Membahas Tentang Kagyu Dalam Ajaran Buddha

Membahas Tentang Kagyu Dalam Ajaran Buddha – The Kagyu sekolah, pula diterjemahkan selaku, Kagyu, ataupun Kagyud, yang diterjemahkan jadi” Aluran Oral” ataupun” Bisik Transmisi” sekolah, ialah salah satu sekolah penting( chos lugs) dari Himalaya ataupun Buddhisme Tibet.

Membahas Tentang Kagyu Dalam Ajaran Buddha

kagyu-asia.com – Garis generasi Kagyu melacak diri mereka kembali ke era ke- 11 Mahasiddha India Naropa, Maitripa serta yogini Niguma, lewat anak didik mereka Marpa lotsawa( 1012–1097), yang bawa anutan mereka ke Tibet.

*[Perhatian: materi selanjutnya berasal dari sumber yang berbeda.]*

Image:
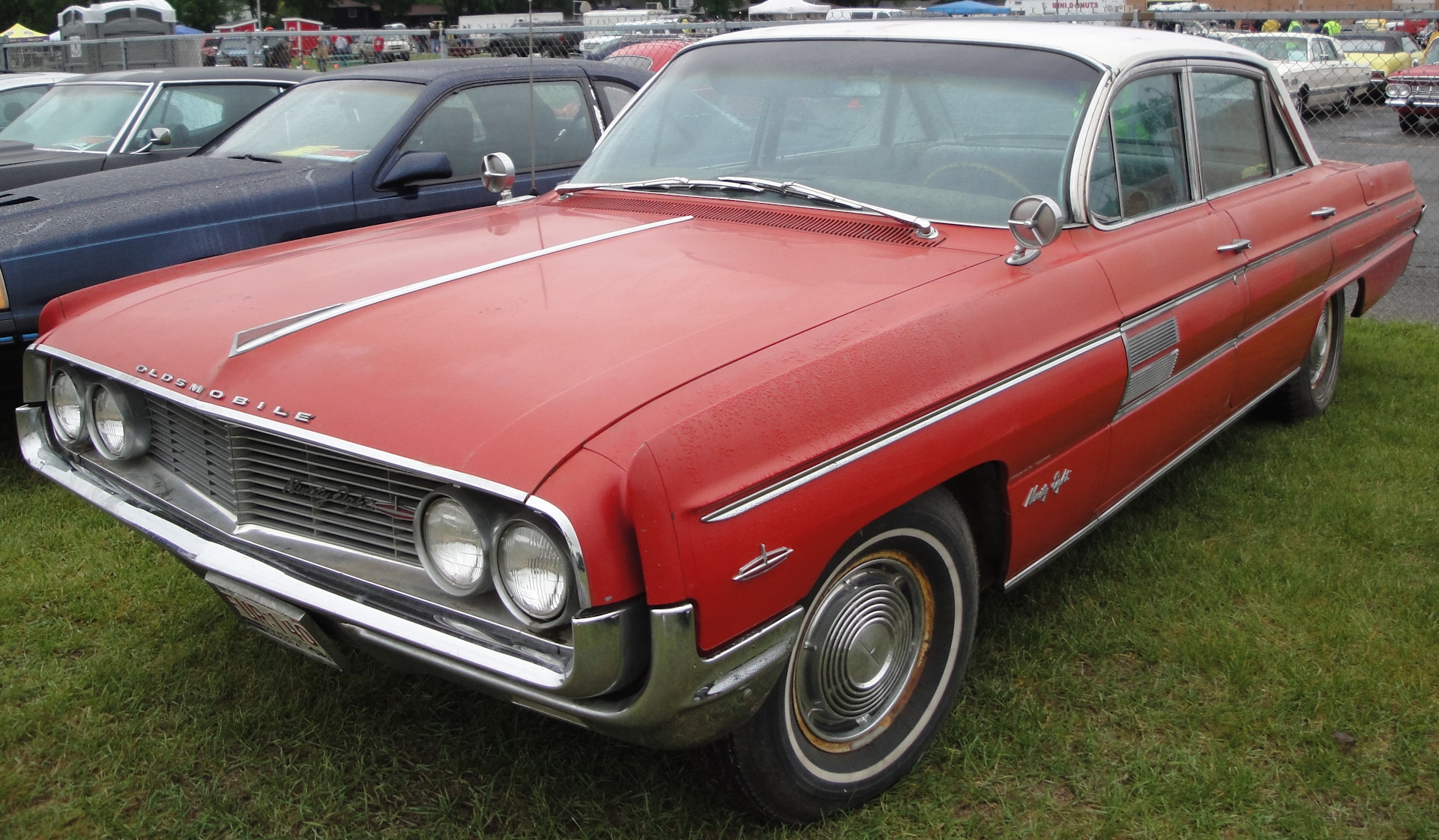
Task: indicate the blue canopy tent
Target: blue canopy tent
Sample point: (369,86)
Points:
(968,7)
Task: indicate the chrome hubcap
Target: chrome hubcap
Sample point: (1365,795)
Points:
(1320,348)
(863,650)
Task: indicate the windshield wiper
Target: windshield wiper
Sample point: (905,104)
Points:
(675,183)
(746,184)
(921,226)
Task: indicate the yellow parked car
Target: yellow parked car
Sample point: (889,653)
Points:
(1385,52)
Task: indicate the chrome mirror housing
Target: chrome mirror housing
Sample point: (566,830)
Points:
(500,173)
(1035,222)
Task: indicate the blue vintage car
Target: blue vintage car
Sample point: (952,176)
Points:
(343,150)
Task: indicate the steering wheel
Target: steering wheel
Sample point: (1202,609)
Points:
(1001,175)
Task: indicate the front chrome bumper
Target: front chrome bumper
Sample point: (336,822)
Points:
(683,699)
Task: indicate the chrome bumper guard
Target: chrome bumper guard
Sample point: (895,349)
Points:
(684,699)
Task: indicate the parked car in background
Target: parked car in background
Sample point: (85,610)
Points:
(19,91)
(386,48)
(1414,92)
(721,441)
(343,150)
(649,55)
(107,121)
(1385,52)
(1313,67)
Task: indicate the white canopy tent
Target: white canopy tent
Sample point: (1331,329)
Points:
(788,9)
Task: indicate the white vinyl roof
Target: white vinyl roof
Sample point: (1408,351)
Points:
(1111,46)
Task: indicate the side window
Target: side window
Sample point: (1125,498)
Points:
(1104,181)
(1281,145)
(474,123)
(13,103)
(613,97)
(1149,145)
(198,114)
(1231,127)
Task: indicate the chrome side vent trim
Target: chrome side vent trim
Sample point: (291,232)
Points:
(1144,345)
(1150,377)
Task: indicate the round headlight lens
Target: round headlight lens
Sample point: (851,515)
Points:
(117,423)
(452,546)
(534,572)
(67,409)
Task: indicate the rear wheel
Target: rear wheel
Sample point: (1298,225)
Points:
(1312,390)
(874,674)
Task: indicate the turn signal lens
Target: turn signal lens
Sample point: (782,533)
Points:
(452,544)
(118,425)
(534,574)
(67,409)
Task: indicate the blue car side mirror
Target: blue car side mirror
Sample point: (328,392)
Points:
(416,166)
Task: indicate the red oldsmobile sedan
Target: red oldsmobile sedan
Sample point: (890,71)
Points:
(839,325)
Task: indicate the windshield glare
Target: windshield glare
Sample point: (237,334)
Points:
(325,123)
(76,117)
(953,133)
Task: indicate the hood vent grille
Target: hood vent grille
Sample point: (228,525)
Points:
(746,214)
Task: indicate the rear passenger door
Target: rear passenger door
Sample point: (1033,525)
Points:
(1180,297)
(1251,170)
(475,121)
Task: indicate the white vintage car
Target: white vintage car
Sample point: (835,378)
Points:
(1313,67)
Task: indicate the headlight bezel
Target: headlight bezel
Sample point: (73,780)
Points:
(134,417)
(569,605)
(484,527)
(81,441)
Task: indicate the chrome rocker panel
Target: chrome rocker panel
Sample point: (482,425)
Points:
(685,699)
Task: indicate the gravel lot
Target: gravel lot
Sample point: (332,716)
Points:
(1370,134)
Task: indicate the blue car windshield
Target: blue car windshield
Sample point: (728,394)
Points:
(325,123)
(947,131)
(76,117)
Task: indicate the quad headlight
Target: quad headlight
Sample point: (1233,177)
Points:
(534,574)
(118,422)
(67,408)
(452,541)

Anak didik Marpa, Milarepa, pula seseorang penyair serta guru yang mempengaruhi.

Adat- istiadat Kagyu Tibet menimbulkan beberapa besar sub- aliran serta aluran bebas. Aluran penting Kagyu yang terdapat dikala ini selaku gerakan bebas merupakan gerakan yang berawal dari anak didik Milarepa, Gampopa( 1079–1153), seseorang biarawan yang mencampurkan gerakan Kagyu dengan adat- istiadat Kadam.

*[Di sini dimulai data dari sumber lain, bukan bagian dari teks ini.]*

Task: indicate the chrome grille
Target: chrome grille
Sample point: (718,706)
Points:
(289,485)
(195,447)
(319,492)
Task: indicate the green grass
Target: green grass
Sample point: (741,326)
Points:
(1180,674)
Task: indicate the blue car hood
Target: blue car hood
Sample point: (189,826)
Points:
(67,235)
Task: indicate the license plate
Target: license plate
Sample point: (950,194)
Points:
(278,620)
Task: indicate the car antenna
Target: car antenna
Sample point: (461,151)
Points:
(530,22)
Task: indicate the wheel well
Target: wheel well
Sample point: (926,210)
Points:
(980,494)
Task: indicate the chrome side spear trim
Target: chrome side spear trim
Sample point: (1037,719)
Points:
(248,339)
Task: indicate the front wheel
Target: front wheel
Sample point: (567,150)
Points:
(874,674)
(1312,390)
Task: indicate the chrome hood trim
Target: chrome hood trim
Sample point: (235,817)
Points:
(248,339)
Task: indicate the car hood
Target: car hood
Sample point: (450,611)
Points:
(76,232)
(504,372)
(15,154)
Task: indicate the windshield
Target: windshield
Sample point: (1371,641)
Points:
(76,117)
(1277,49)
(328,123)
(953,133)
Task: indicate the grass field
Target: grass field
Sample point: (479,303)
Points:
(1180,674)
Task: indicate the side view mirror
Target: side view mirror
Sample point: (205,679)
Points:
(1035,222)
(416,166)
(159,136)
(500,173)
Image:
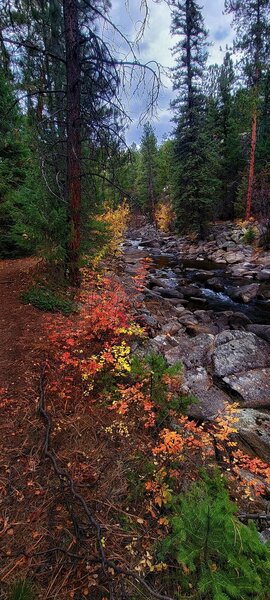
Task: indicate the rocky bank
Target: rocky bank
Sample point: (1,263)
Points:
(206,304)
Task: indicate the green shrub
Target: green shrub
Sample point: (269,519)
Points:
(21,590)
(154,366)
(249,236)
(219,558)
(48,300)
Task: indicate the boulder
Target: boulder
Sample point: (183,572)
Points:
(238,351)
(239,321)
(189,290)
(168,292)
(215,284)
(172,327)
(163,343)
(263,331)
(252,386)
(210,400)
(234,257)
(254,432)
(245,293)
(264,275)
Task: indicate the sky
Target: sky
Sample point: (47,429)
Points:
(156,45)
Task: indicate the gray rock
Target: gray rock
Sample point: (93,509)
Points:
(264,275)
(254,432)
(239,321)
(237,351)
(210,400)
(234,257)
(263,331)
(216,284)
(245,293)
(172,327)
(168,292)
(163,343)
(189,290)
(253,387)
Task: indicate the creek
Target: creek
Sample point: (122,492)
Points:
(175,272)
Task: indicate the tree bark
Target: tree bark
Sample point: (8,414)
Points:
(73,182)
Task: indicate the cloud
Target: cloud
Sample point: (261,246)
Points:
(156,46)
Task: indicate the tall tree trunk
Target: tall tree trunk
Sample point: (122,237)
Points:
(251,163)
(73,137)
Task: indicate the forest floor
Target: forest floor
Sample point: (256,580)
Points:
(85,462)
(60,527)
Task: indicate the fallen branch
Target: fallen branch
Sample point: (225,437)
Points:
(65,477)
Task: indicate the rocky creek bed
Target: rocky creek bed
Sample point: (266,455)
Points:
(207,305)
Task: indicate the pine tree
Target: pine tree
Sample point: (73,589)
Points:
(219,558)
(196,159)
(147,178)
(15,166)
(251,21)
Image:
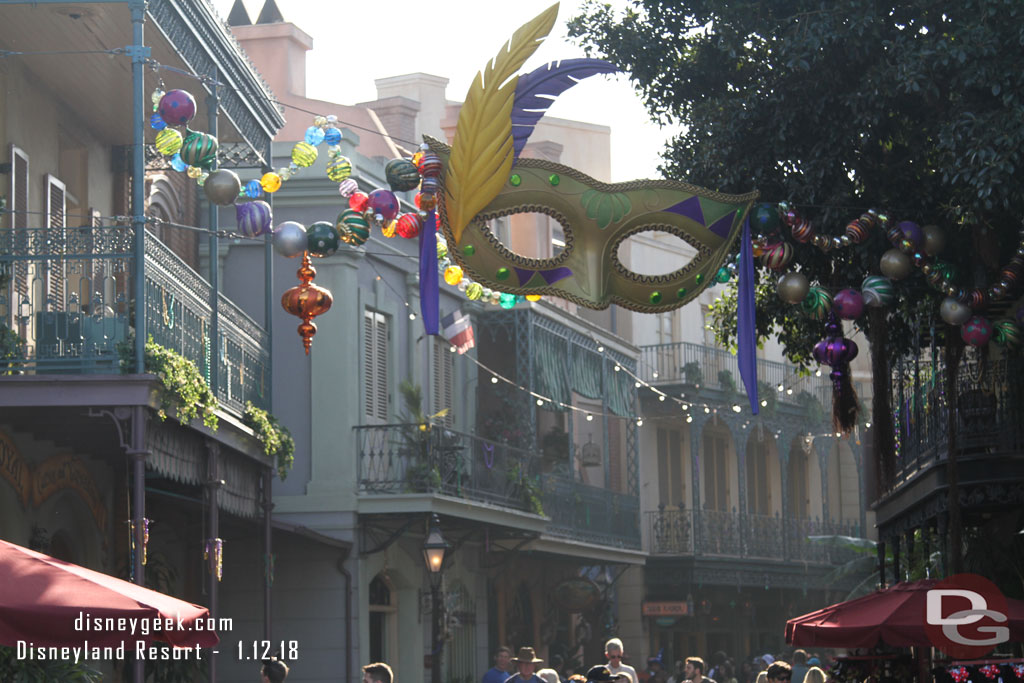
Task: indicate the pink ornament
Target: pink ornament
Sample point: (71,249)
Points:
(849,304)
(176,108)
(977,331)
(383,203)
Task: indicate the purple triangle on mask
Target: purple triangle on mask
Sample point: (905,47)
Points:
(690,208)
(553,275)
(722,226)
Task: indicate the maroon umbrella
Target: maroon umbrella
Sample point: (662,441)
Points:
(48,602)
(895,616)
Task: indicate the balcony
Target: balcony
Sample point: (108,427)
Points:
(736,536)
(402,459)
(68,295)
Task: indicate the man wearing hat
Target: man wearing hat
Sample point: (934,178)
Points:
(525,664)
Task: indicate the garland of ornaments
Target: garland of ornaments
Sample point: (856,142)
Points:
(195,153)
(912,246)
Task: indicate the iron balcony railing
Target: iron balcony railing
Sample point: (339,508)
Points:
(734,535)
(403,458)
(67,304)
(989,418)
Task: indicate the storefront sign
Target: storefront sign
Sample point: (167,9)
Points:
(14,469)
(664,608)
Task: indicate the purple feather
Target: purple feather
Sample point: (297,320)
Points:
(537,90)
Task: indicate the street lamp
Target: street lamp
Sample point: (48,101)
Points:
(433,554)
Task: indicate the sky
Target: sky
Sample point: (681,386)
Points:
(455,39)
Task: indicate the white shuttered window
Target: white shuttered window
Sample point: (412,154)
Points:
(375,359)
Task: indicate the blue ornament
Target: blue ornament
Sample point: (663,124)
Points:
(314,135)
(332,136)
(177,164)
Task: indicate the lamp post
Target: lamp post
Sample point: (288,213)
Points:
(433,554)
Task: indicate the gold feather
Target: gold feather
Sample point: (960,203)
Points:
(481,152)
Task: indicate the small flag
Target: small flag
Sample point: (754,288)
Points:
(456,327)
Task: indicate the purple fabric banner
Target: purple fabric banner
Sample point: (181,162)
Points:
(747,330)
(429,294)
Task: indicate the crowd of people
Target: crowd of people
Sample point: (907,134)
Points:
(525,667)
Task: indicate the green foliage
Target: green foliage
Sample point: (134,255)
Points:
(185,390)
(275,438)
(915,109)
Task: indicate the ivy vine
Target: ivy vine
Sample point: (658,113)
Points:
(275,438)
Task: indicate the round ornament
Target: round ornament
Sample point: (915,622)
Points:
(849,304)
(401,175)
(199,150)
(270,182)
(935,240)
(290,239)
(339,168)
(977,331)
(314,135)
(347,186)
(303,155)
(176,108)
(253,218)
(793,287)
(453,274)
(777,256)
(1007,333)
(409,225)
(353,227)
(383,203)
(817,303)
(895,264)
(953,312)
(332,136)
(323,239)
(168,141)
(878,291)
(222,186)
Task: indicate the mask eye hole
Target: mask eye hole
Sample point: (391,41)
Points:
(668,253)
(536,238)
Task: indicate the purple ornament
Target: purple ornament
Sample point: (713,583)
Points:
(383,203)
(977,331)
(849,304)
(254,218)
(177,108)
(912,231)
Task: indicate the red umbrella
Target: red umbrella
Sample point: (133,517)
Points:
(895,616)
(48,602)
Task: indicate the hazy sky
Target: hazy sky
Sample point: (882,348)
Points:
(354,43)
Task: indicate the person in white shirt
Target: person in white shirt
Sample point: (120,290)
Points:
(614,652)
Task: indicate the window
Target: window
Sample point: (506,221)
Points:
(375,366)
(442,381)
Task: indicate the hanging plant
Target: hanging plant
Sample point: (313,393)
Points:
(185,391)
(275,438)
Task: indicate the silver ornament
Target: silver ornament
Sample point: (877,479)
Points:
(290,239)
(953,312)
(793,287)
(895,264)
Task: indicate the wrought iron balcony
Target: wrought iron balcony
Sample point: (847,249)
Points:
(406,459)
(732,535)
(66,304)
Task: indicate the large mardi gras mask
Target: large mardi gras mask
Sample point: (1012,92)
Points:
(484,178)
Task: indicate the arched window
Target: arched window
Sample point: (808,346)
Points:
(383,626)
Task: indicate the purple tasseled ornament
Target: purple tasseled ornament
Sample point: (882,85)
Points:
(837,351)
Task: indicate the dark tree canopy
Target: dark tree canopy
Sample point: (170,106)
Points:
(915,109)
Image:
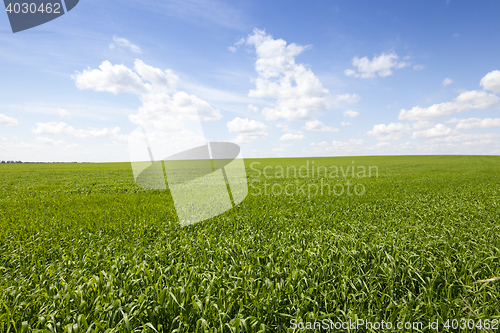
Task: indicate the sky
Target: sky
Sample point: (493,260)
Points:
(279,78)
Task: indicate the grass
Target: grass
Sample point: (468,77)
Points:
(83,249)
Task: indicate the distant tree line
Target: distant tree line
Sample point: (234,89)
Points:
(32,162)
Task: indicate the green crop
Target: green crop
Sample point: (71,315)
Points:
(83,249)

Baca Juga : Membahas lebih Jauh Tentang Apa Itu Karma Kagyu

Gerakan Kagyu yang bertahan selaku institusi bebas beberapa besar merupakan Karma Kagyu, Drikung Kagyu, Aluran Drukpa serta Taklung Kagyu. Sekolah Karma Kagyu merupakan yang terbanyak dari sub- sekolah, serta dipandu oleh Karmapa. Aluran anutan Kagyu yang lain, semacam Shangpa Kagyu, dilestarikan di sekolah lain. Anutan penting Kagyus tercantum Mahamudra serta 6 Dharma Naropa.

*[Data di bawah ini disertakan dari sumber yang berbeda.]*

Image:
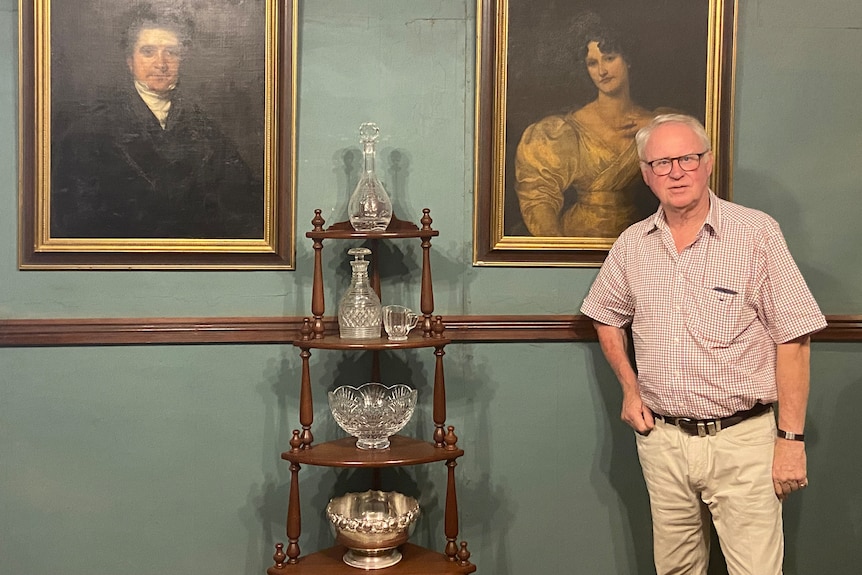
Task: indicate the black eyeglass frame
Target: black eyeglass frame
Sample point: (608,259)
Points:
(678,159)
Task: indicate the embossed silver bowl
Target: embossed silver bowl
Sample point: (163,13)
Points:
(372,412)
(372,525)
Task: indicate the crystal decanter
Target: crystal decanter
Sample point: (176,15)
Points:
(370,208)
(359,312)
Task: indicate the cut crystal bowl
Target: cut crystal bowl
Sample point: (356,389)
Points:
(372,412)
(372,525)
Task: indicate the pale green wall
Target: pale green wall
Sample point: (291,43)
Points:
(164,459)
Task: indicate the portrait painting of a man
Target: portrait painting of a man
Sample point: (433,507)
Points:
(141,145)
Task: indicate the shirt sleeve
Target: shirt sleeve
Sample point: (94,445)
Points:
(787,306)
(610,300)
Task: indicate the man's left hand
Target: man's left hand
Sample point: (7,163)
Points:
(789,467)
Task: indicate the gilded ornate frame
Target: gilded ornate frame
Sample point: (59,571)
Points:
(270,29)
(703,31)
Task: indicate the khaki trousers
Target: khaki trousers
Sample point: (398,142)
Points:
(727,476)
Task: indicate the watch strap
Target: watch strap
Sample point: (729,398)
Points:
(791,436)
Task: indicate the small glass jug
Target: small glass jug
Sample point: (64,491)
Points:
(398,321)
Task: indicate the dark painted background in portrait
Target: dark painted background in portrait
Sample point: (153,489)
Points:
(224,70)
(668,52)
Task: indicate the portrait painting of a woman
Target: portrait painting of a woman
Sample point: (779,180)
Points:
(577,172)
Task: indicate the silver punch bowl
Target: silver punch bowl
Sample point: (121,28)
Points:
(372,525)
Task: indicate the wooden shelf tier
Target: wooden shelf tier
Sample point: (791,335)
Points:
(344,453)
(415,340)
(415,560)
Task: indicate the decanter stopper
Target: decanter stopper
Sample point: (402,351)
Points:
(360,314)
(370,208)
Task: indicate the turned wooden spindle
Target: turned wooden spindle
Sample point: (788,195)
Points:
(294,519)
(318,306)
(451,513)
(306,405)
(426,295)
(464,555)
(279,556)
(439,397)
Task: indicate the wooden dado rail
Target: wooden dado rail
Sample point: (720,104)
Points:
(266,330)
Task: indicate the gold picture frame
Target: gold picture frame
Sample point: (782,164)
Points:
(103,186)
(680,57)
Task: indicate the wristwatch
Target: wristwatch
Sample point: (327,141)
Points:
(791,436)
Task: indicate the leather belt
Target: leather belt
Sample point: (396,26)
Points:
(704,427)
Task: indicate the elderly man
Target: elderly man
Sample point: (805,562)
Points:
(146,161)
(720,319)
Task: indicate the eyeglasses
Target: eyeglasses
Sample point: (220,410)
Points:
(688,162)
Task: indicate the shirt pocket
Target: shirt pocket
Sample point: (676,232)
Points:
(716,316)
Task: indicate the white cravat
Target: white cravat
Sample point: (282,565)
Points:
(159,104)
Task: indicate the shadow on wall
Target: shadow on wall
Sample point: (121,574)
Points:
(487,509)
(778,201)
(824,524)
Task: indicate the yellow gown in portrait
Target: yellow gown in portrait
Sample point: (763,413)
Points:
(559,157)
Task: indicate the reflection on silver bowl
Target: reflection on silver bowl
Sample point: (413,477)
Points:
(372,412)
(372,525)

Nomenklatur, ortografi serta etimologi

Tegasnya, sebutan bka brgyud” aluran perkataan”,” transmisi sila” legal buat tiap rute transmisi anutan esoterik dari guru ke anak didik. Terdapat rujukan ke” Atiśa kagyu” buat Kadam ataupun” Jonang kagyu” buat Jonang serta” Ganden kagyu” buat ajaran Gelug. Hari ini, bagaimanapun, sebutan Kagyu nyaris senantiasa merujuk pada Dagpo Kagyu serta, lebih tidak sering, ke Shangpa Kagyu.

” Kagyu” serta” Kargyu”

Dalam artikelnya tahun 1970, Rosario Kencana dari sekolah Bka brgyud, E. Gene Smith mangulas 2 wujud julukan, Wylie: bka brgyud serta Wylie: dkar brgyud:

Suatu memo mengenai 2 wujud Dkar brgyud pa serta Bka brgyud pa merupakan berentetan. Sebutan Bka brgyud pa cuma legal buat tiap rute transmisi anutan esoterik dari guru ke anak didik. Kita bisa dengan pas berdialog mengenai Jo nang Bka brgyud pa ataupun Dge ldan Bka brgyud pa buat ajaran Jo nang pa serta Dge lugs pa. Para pengikut ajaran yang mengaplikasikan anutan yang berfokus di dekat Phyag rgya chen po serta obat Nā ro chos dengan cara pas diucap selaku Dwags po Bka brgyud pa sebab anutan ini seluruhnya dikirimkan lewat Sgam po pa. Anutan serta aplikasi seragam yang berfokus di dekat obat Ni gu choskhas dari Shangs pa Bka brgyud pa. Kedua adat- istiadat ini dengan cabang- cabangnya kerap salah diucap selaku Bka brgyud pa.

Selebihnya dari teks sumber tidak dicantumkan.